Awesome-Technologies / synapse-admin

Admin console for synapse Matrix homeserver
https://awesome-technologies.github.io/synapse-admin/
Apache License 2.0
841 stars 125 forks source link

MAS compatibility issues #429

Open qwertzdenek opened 11 months ago

qwertzdenek commented 11 months ago

Prerequisites

Steps to Reproduce

Problem

MAS doesn't let you get "synapse admin" rights through the legacy auth flow, as the legacy flow doesn't have a way to specify whether the session should have the admin rights or not. Best option would be native OIDC implementation in Synapse-Admin to work with MAS.

Or you can add possibility to use static pre-generated admin token which can be issued using CLI.

mas-cli manage issue-compatibility-token --yes-i-want-to-grant-synapse-admin-privileges [username]
dklimpel commented 9 months ago

It is related to: https://github.com/matrix-org/matrix-authentication-service/issues/2187#issuecomment-1879831757

jacotec commented 8 months ago

Is there any workaround? I can't use synapse-admin on any of my two servers which both use MAS due to Element-X capability. Any way to access them with admin?

jacotec commented 8 months ago

@awesome-manuel I really need to access my server admin panels ... is there any workaround or tweak to log in on a server running MAS?

CyberPingU commented 6 months ago

This is a big issue for me too: I'm not goint into MAS due to the fact I cannot admin the server .

schwadim commented 6 months ago

Is there any workaround?

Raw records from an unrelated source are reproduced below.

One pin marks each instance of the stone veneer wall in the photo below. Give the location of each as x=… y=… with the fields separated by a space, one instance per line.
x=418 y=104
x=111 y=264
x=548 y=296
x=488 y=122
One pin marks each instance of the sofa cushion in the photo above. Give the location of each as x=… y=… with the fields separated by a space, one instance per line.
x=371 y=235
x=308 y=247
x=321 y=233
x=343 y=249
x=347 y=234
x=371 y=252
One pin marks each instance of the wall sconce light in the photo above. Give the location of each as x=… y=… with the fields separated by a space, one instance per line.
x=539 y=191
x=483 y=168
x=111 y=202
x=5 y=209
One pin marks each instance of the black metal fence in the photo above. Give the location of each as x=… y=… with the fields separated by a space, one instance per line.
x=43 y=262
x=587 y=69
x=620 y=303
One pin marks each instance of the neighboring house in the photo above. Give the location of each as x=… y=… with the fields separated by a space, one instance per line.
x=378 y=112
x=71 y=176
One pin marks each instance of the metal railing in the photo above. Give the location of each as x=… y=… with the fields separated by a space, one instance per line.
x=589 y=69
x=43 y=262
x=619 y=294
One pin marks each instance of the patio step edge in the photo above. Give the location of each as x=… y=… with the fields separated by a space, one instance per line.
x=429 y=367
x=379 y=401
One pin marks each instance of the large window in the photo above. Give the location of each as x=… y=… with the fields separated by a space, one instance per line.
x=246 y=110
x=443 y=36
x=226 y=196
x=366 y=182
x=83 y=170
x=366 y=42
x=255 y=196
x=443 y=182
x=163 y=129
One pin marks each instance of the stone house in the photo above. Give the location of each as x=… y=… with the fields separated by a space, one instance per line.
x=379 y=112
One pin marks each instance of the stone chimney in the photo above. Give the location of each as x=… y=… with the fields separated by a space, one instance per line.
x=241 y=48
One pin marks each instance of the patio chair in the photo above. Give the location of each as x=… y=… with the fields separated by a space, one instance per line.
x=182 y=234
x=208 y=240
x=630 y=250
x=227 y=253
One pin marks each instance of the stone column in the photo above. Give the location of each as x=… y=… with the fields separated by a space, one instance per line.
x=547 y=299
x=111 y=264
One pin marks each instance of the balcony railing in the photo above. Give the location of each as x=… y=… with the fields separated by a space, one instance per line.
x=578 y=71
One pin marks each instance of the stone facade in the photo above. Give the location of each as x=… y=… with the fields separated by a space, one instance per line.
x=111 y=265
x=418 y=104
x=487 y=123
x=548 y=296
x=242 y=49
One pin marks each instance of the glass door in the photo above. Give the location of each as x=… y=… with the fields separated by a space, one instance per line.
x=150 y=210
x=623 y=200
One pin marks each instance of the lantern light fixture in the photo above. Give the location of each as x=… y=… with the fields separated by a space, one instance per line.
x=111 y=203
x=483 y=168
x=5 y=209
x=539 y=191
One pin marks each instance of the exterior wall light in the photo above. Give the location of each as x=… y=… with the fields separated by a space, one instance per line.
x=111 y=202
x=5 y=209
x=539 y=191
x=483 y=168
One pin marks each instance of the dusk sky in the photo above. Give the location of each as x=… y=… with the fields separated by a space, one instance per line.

I can't use synapse-admin on any of my two servers which both use MAS due to Element-X capability. Any way to access them with admin?

As soon as the adminAPI responses with the first "You are not a server admin", synapse admin will terminate the session (did not check if this behavior is configurable).

There is quite a dirty workaround:

If you temporary block the adminAPI (either on the client- or the server side), the session will be kept open. Then one can navigate to the compat_sessions table of the MAS DB and set the Flag is_synapse_admin for the given session to true. After unblocking the adminAPI, the session should work as intended.

awesome-manuel commented 6 months ago

@schwadim do you have a log of the browser debug console to share?

schwadim commented 6 months ago

@awesome-manuel I am working on a testing environment with lots of issues and moving parts. Therefore I doubt that my personal browser debug console would be of any help. But let me know if you want me to provide one anyway.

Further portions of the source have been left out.